The teaching was limited for me, given my voice was near to shot by the time all the ladies had done their thing. So I just danced. I didn't know what the music would be or what my partner was doing, and I can't say it was very focused, but apparently there were many embellishments involved. The most touching moment of the evening came when I as about to leave - a woman came up to me almost giddily and with a cute grin on her face, introduced herself (Diana - the goddess of the hunt, which is how I'll remember her in the future in my quest to ever remember names), and told me that I was such a gorgeous dancer and she hoped to dance like me some day... I was a floored. I'd felt a bit wobbly, sloppy and out of shape, in addition to generally dead. Of course, never quite knowing how to respond, I managed to effuse a few thank yous and promise myself I'd remember her name. I wonder if she was drawn to my style because she is also quite tall (another way I'll remember she is Diana goddess of the hunt), and most of the iconic dancers are more compact. I think there's a great potential for elegance in tall dancers, but a much steeper initial awkwardness curve, one that I still sometimes require a sherpa to surmount. Seeing a a tall dancing buck the awkwardness and reach that divine elegance (even for glimpses) is so inspiring to me, I know. 

Regardless of the reason, it was a very nice way to say goodbye to a studio with a rich history of fostering my tango aspirations. When The Blue Moon first opened, I taught group lessons there, and hosted a weekly practica and monthly milonga. They never quite turned a profit, so Molly sagely phased them out after I left, but it will always be especially relevant to me when I think of tango.

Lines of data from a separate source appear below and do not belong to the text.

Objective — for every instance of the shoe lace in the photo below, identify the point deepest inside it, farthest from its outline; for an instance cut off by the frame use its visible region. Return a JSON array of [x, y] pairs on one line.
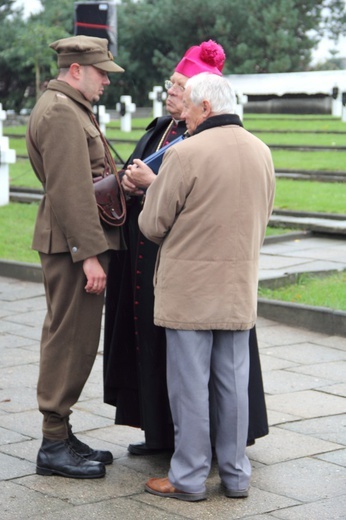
[[73, 453], [76, 443]]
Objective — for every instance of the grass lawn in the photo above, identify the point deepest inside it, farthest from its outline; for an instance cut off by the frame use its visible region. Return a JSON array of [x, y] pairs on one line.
[[312, 290], [17, 220]]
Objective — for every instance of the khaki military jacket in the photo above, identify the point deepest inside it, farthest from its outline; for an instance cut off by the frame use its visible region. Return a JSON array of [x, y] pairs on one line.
[[66, 151]]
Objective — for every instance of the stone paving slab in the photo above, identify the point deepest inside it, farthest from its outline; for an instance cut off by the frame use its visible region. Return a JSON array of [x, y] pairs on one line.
[[298, 469]]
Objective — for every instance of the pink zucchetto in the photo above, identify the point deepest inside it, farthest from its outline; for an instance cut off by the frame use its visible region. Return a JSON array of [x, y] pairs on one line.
[[207, 57]]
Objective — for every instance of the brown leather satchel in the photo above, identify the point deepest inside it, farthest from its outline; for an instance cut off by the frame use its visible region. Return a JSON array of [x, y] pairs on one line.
[[110, 197]]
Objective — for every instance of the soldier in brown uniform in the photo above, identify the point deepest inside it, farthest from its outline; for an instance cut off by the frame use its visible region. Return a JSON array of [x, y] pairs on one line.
[[66, 151]]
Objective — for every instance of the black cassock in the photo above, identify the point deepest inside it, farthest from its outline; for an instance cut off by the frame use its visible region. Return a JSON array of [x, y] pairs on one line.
[[134, 348]]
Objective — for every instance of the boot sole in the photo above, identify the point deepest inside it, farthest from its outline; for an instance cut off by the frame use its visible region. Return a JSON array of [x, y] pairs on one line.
[[48, 472]]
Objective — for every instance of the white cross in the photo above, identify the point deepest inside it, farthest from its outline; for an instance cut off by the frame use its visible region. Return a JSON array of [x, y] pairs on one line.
[[157, 97], [7, 157], [126, 108]]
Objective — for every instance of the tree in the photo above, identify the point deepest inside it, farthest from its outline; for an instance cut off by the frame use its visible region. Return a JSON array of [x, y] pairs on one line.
[[258, 36]]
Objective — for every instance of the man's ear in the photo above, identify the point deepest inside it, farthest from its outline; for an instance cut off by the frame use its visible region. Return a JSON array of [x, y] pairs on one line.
[[75, 70], [206, 108]]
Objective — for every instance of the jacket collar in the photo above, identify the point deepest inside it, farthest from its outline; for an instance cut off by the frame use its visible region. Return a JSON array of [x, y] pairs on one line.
[[221, 120], [65, 88]]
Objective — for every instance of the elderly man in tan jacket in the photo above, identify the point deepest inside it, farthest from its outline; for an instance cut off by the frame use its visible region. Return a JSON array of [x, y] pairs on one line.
[[208, 209]]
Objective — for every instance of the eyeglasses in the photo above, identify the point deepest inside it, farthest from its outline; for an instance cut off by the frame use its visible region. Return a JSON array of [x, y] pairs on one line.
[[173, 86]]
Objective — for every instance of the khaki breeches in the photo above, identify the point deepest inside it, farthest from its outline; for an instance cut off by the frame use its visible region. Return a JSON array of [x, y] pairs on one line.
[[69, 342]]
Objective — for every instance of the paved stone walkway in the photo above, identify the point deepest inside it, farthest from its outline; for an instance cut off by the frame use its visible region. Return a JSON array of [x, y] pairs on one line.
[[299, 469]]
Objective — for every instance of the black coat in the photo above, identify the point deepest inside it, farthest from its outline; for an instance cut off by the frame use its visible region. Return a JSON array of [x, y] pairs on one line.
[[134, 348]]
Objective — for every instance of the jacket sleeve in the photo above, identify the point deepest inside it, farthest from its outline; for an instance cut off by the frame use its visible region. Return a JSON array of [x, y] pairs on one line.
[[165, 198], [69, 188]]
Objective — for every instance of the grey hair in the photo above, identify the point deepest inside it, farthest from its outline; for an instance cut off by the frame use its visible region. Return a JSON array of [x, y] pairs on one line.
[[213, 88]]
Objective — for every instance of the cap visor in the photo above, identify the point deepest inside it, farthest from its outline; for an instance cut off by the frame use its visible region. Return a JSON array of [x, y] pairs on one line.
[[109, 66]]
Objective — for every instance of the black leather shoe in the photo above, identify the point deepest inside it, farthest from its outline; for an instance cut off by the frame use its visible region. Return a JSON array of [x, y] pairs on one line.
[[142, 449], [88, 453], [59, 458]]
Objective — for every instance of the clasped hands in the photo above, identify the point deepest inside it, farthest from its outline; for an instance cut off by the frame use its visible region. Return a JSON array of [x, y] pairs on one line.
[[137, 178]]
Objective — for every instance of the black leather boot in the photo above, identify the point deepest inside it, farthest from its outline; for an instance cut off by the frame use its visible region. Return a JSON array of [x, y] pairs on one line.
[[59, 458], [85, 451]]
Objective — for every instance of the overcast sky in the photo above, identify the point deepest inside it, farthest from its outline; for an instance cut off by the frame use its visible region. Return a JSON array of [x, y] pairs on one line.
[[320, 54]]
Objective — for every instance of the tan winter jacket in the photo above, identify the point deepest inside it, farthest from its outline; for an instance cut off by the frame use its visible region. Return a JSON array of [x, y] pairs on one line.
[[209, 208]]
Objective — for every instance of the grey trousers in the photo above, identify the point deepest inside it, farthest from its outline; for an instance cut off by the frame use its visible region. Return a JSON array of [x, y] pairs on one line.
[[196, 359]]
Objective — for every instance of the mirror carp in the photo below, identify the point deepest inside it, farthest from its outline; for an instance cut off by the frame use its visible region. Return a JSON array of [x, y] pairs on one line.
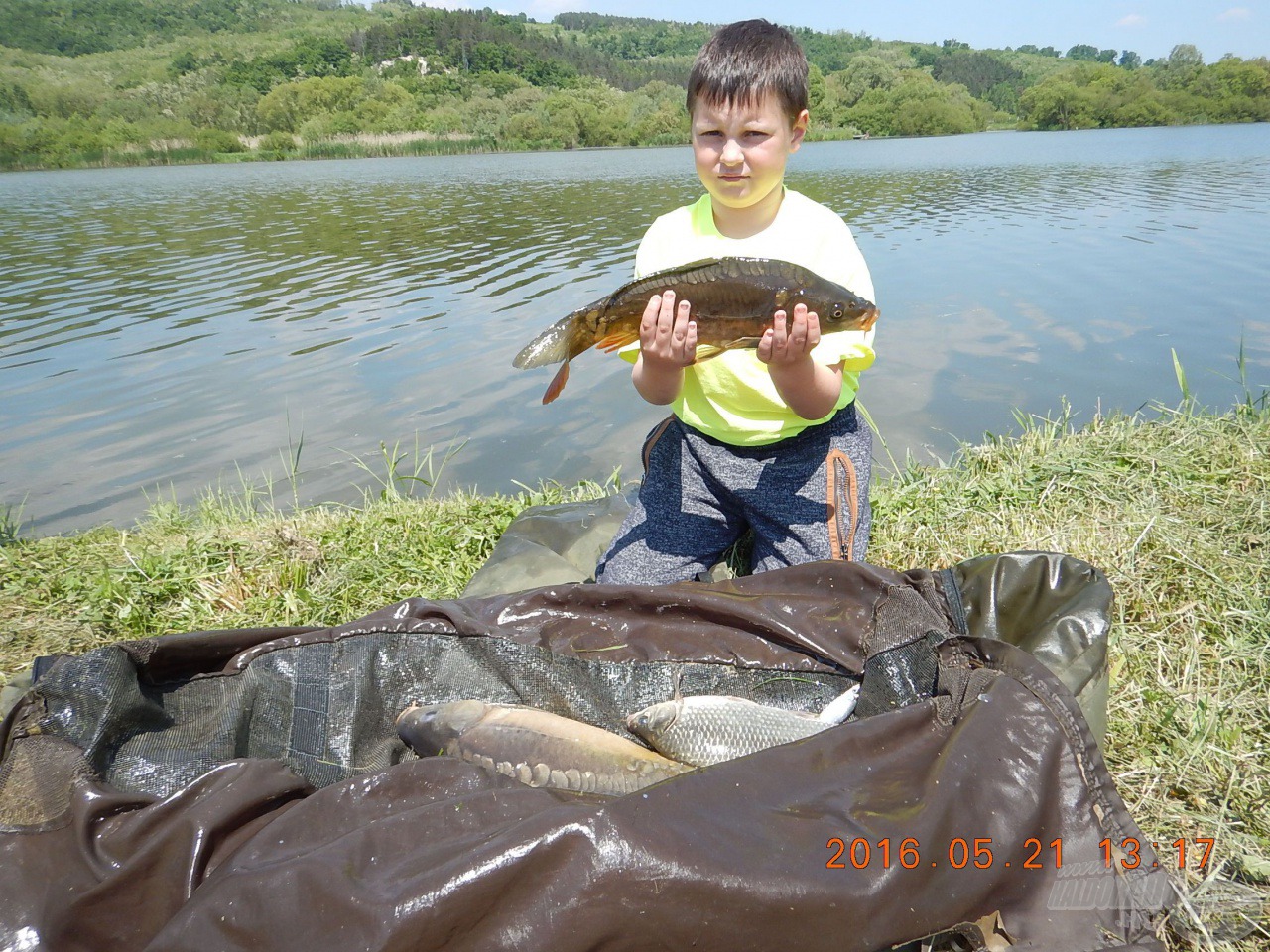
[[535, 747], [733, 301]]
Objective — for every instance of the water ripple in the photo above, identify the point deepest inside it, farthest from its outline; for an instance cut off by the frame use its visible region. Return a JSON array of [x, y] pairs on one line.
[[178, 325]]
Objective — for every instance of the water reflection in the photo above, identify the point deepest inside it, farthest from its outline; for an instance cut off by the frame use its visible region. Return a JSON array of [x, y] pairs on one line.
[[178, 326]]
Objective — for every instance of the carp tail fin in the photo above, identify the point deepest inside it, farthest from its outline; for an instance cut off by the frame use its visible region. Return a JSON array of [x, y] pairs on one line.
[[557, 384]]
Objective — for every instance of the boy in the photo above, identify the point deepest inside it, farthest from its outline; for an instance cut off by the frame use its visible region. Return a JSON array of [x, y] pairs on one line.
[[769, 438]]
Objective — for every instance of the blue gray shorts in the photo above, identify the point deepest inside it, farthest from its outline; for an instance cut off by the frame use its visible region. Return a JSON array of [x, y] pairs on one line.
[[806, 498]]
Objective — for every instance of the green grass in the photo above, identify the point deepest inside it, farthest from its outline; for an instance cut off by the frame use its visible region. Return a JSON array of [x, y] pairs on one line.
[[1175, 508]]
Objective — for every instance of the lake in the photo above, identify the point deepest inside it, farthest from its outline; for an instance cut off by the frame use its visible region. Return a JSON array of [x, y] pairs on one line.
[[166, 330]]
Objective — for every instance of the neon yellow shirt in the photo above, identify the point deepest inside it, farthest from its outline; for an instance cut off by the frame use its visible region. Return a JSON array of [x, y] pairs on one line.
[[731, 397]]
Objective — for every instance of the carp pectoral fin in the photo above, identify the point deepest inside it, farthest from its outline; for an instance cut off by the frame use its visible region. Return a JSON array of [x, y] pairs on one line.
[[557, 384], [615, 341]]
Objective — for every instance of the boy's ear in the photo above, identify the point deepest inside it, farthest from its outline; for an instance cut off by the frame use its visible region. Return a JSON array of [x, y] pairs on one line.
[[799, 130]]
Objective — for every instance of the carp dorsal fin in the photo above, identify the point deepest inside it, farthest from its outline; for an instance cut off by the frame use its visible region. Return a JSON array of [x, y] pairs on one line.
[[557, 384]]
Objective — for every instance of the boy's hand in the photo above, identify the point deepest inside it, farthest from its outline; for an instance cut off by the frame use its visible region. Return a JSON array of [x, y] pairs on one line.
[[810, 389], [667, 335], [667, 344], [790, 341]]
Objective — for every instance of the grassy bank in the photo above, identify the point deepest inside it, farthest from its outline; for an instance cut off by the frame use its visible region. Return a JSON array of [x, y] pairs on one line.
[[1174, 508]]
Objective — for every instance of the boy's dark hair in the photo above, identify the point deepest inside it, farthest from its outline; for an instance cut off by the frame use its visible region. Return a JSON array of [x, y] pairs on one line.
[[744, 61]]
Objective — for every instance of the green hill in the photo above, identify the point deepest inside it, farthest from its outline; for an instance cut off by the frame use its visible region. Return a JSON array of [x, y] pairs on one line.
[[113, 81]]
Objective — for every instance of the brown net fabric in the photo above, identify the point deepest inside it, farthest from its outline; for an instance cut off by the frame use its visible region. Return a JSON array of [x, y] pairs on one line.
[[246, 791]]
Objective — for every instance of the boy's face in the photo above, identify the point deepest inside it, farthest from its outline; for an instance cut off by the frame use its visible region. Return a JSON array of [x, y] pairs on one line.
[[740, 151]]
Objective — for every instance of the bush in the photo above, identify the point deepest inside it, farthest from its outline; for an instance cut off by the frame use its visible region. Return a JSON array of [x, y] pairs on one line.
[[218, 141], [278, 143]]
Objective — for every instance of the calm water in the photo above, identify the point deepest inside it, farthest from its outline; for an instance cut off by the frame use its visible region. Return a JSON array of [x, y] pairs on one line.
[[166, 330]]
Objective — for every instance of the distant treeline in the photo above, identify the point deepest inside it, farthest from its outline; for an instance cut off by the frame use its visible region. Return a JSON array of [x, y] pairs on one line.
[[109, 81]]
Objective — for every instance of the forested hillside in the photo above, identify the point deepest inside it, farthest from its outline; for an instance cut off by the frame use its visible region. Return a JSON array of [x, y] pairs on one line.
[[112, 81]]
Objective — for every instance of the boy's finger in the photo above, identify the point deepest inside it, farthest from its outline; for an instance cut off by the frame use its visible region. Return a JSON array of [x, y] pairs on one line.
[[648, 322], [798, 327], [666, 315], [813, 329], [765, 345]]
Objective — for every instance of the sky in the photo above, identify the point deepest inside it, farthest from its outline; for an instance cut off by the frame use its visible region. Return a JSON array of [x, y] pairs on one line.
[[1148, 27]]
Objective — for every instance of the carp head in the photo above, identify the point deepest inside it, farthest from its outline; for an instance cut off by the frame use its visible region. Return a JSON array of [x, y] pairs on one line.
[[653, 721], [432, 728]]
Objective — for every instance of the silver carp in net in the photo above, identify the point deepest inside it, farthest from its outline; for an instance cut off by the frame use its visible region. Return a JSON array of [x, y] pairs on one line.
[[710, 729], [538, 748]]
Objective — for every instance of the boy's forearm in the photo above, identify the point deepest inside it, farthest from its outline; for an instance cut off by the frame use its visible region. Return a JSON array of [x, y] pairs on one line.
[[810, 389], [657, 382]]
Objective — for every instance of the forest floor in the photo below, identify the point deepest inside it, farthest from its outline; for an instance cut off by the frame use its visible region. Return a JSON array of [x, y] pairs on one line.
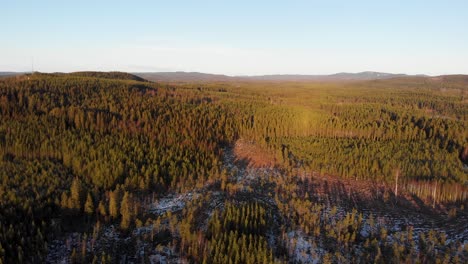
[[252, 168]]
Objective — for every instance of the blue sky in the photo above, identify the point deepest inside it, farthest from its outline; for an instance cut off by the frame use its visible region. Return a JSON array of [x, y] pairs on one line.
[[235, 37]]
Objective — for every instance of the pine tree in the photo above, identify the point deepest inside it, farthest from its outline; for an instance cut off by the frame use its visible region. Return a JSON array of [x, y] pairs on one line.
[[126, 210], [89, 205], [76, 194]]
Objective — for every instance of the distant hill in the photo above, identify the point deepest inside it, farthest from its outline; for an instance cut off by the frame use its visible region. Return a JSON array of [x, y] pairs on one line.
[[184, 77], [6, 74], [108, 75], [343, 76], [205, 77]]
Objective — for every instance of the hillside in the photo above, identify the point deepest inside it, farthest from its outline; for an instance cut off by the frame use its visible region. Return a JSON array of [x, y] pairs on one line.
[[204, 77], [97, 168]]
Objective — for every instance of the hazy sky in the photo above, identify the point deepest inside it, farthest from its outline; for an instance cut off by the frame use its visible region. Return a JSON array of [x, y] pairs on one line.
[[235, 37]]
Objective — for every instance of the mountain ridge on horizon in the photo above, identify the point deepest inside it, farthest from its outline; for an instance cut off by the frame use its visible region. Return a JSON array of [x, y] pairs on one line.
[[182, 76]]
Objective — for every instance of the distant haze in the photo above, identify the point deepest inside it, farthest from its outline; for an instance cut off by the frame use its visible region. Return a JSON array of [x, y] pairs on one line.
[[236, 37]]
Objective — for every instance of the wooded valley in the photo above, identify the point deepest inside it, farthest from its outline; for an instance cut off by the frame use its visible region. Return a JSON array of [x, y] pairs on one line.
[[108, 168]]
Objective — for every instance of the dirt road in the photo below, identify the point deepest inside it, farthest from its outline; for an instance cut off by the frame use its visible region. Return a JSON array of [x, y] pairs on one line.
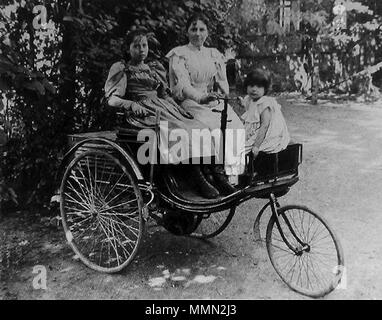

Doug, my co-organizer, also gave all of the demonstrators roses (and Andrew a rose stock that looked mostly like a scallion), and then spent his time doling out secret sips of wine to certain selected individuals. I told him that hanging out with him makes me feel like I'm one of the "bad kids" in an '80's  high school movie.  

Andrew, for his part, was thoroughly spent from looking so darned sexy in his orange training shirt at our gym excursion earlier, that he was quite dead by then. With his other free time, he rode his bike all around Southern Bellingham checking the exteriors of apartments he found on Craigslist! We already have an appointment to look at a seemingly fabulous house. Knock on wood. 

Today is also the day for finalizing some ponderously pending wedding things, like ordering our portion of the food and having one of those Adella-trademarked check ins about the vows we've written and how we feel they reflect our relationship and our hopes and aspirations for being murried stiffs (I have done this to the fella since about six months into our relationship, occasionally coming out with agendas and post-discussion minutes for the record ... because I am a lawyer and a mediator and my training will not die!!)